Of course, the environmental impact of soda extends far beyond the can or plastic bottle you toss in the garbage. It also includes the resources used to give soda its signature sweetness, primarily corn syrup and sugarcane. Sugarcane production poses a major environmental threat. According to the World Wildlife Fund, sugar plantations destroy biodiverse habitat, and growers often use extensive amounts of irrigation water and chemicals.

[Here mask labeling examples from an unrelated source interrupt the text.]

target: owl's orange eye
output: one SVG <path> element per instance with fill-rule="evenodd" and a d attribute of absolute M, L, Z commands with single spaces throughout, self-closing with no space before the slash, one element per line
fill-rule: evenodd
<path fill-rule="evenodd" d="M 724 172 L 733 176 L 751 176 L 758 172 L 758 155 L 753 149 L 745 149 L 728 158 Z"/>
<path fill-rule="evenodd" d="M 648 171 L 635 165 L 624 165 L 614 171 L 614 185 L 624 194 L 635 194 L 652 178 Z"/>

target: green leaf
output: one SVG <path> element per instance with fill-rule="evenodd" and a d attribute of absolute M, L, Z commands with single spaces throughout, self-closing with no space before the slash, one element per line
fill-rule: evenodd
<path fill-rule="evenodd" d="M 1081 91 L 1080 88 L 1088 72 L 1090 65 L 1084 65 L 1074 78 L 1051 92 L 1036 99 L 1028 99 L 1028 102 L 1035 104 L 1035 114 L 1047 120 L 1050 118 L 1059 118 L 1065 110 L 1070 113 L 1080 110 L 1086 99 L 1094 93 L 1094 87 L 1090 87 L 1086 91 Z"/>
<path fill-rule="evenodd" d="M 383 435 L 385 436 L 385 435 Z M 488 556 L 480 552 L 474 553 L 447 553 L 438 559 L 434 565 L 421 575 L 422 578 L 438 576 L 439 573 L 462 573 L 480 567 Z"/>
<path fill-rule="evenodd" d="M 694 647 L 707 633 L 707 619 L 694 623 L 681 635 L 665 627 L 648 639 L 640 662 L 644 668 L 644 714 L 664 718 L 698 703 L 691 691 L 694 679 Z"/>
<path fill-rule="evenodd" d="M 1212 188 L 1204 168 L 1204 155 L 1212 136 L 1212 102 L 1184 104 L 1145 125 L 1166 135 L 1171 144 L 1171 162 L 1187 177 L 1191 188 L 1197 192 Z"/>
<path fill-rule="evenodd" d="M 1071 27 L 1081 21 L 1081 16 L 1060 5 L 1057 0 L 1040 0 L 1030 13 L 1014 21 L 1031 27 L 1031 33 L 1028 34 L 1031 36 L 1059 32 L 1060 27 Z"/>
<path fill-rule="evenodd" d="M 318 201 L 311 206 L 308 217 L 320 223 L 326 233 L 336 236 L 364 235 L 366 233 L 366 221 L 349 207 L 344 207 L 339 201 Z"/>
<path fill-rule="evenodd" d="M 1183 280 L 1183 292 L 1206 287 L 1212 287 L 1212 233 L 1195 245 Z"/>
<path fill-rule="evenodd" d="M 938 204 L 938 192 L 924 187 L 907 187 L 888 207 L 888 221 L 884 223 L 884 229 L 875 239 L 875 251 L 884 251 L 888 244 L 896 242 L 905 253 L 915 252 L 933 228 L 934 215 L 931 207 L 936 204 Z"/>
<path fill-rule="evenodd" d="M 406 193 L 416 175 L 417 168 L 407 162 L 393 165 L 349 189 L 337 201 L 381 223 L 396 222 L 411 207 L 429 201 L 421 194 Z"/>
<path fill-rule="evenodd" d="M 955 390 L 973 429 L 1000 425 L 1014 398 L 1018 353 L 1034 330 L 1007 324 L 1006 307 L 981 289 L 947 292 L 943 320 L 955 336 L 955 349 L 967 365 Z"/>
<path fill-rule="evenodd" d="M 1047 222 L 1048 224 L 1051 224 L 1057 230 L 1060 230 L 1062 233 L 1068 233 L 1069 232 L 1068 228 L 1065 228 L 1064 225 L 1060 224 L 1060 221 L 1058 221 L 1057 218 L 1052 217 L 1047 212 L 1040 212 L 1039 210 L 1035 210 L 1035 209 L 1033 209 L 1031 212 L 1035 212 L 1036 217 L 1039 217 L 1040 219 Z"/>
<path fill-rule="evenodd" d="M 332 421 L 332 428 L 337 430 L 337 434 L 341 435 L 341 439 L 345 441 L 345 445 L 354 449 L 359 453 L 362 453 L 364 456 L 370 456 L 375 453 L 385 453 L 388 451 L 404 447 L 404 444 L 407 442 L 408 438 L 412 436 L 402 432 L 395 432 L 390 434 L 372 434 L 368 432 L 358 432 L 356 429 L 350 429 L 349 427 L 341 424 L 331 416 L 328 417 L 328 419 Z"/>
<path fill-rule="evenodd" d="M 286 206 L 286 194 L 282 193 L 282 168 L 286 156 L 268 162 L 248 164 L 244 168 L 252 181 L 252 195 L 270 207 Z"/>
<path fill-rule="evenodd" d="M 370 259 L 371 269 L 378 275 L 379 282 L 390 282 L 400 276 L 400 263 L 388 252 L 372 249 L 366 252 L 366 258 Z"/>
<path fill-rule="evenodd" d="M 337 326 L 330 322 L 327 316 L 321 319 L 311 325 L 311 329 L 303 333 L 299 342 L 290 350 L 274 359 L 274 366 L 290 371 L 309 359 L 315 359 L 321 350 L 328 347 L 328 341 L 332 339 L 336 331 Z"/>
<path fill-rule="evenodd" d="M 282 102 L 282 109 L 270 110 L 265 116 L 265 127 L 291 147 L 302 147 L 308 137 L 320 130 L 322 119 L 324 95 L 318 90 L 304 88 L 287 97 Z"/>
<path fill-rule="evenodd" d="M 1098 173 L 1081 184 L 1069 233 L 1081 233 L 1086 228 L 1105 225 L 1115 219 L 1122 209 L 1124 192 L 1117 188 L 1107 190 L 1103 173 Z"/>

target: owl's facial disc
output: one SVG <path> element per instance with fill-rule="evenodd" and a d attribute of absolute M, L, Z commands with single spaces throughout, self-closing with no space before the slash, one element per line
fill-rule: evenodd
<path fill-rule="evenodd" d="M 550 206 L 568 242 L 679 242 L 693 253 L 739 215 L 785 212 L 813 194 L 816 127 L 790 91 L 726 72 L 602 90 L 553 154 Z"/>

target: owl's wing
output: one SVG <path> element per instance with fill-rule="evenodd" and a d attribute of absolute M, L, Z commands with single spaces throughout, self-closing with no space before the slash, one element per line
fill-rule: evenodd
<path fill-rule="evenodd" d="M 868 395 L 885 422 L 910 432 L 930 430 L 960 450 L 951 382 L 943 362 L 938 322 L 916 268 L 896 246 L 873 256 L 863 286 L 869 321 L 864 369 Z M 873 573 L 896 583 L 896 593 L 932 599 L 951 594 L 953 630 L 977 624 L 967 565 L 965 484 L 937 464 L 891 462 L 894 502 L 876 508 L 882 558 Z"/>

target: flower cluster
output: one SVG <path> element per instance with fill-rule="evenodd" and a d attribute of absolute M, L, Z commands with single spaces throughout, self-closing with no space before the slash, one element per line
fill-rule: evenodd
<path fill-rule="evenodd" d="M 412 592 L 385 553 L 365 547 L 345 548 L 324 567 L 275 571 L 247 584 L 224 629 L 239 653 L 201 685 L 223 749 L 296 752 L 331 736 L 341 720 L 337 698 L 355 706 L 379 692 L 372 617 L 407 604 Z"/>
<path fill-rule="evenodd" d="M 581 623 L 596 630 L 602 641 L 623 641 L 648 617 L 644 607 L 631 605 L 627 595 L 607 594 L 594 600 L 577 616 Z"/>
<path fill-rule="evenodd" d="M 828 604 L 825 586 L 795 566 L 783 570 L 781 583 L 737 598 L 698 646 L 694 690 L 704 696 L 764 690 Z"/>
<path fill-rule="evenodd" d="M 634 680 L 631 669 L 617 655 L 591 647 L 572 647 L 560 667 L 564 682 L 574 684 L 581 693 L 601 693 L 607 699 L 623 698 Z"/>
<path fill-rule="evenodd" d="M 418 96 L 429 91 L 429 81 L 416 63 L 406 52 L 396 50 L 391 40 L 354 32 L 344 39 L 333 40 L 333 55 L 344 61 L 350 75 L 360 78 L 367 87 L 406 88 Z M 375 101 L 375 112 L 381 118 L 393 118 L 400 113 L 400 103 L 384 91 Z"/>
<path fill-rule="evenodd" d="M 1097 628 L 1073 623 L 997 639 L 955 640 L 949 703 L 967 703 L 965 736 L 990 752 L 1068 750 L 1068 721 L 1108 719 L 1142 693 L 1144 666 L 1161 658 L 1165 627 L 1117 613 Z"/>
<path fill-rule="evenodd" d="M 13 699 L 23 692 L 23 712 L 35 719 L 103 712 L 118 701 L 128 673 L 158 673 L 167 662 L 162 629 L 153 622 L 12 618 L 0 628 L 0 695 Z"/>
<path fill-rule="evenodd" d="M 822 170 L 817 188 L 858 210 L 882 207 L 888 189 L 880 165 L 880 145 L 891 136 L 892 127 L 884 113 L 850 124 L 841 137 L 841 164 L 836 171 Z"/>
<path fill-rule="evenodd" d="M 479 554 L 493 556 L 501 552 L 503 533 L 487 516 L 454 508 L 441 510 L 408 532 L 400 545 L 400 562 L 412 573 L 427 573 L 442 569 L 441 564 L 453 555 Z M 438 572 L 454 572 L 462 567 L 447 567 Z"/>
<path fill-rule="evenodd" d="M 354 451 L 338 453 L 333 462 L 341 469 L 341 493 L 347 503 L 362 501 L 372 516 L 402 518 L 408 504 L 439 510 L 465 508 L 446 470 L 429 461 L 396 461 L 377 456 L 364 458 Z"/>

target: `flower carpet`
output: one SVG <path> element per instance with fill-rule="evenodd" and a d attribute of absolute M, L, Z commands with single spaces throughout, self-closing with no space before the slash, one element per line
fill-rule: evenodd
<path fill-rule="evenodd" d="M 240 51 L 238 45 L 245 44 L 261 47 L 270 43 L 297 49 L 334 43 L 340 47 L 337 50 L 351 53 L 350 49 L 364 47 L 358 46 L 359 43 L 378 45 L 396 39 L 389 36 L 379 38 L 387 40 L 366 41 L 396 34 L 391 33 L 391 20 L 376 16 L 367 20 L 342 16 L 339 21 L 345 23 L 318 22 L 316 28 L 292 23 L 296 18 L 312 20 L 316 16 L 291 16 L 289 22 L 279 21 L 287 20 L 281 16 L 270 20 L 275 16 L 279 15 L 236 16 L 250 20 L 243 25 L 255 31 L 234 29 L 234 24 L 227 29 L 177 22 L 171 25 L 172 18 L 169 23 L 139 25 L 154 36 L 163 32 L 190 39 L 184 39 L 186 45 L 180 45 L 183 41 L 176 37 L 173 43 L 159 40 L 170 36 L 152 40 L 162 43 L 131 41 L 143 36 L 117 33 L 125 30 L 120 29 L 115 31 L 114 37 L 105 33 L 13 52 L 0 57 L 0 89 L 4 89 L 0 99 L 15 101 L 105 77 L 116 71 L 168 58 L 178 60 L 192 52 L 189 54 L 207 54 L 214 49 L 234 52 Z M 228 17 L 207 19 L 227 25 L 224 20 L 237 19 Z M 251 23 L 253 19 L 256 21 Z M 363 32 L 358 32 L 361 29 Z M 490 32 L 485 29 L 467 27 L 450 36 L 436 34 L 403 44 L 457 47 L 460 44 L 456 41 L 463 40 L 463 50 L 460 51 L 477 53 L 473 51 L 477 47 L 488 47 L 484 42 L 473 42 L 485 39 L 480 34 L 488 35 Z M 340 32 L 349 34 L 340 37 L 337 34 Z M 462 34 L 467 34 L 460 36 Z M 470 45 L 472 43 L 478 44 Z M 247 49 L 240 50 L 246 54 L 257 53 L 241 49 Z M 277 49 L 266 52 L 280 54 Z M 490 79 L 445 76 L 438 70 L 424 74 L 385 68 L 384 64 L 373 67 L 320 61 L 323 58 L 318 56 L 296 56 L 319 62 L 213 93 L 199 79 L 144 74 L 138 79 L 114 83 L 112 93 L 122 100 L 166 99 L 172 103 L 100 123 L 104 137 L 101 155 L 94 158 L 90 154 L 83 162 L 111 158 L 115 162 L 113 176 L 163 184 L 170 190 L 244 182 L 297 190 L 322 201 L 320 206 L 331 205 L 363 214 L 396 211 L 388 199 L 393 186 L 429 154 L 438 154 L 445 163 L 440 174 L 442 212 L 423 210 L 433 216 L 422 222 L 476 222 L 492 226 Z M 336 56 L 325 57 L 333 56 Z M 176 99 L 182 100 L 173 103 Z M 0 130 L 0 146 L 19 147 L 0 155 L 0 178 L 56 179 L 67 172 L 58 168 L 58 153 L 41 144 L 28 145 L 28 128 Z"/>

Then there are the emissions. In 2012, the Sierra Club estimated that carbon emissions associated with production and distribution of Coke, Pepsi, and Dr. Pepper’s Snapple Group were 11.7 million metric tons that year, equivalent to the emissions from nearly 2.5 million passenger cars driven for a year. And don’t forget all that water used in soda production. While Coke-funded studies have found it takes “only” 70 liters of water to make every liter of Coca-Cola, independent researchers have pegged the ratio much higher. According to estimates by Marion Nestle based on data from the University of Twente Water Centre in the Netherlands, it takes between 340 and 620 liters of water to produce one liter of soda. This includes indirect and direct water use.

In light of all these environmental impacts, it seems reducing waste with simple, proven policy solutions like bottle bills would be something that everyone, even industry, could accept. Instead, soda companies are battling bottle bills in the United States and around the world.

Still, environmentalists have been pushing back, and in some cases winning. In New South Wales, for example, Greenpeace activists recently organized to defend a bottle-deposit bill against a well-funded industry campaign to defeat it. Among other actions, Greenpeace staged a banner drop on an iconic 40-year-old Coke billboard in Sydney. Though the police stopped the Greenpeace climbers before they could unfurl their 30-meter banner depicting Coca-Cola trashing Australia, the action gained local media coverage and helped shape the narrative: It’s not the citizens driving the waste problem; it’s Coke. The bottle bill passed this spring.

As an avid recycler, one who has even trained my toddler what the blue bins are for, I know we can each do our part. But we can go beyond just tossing our waste into the right bin: We can join together to defend public policy that puts the burden on the real litterbug, corporations like the soda giants and beer behemoths that for too long have shirked their responsibility.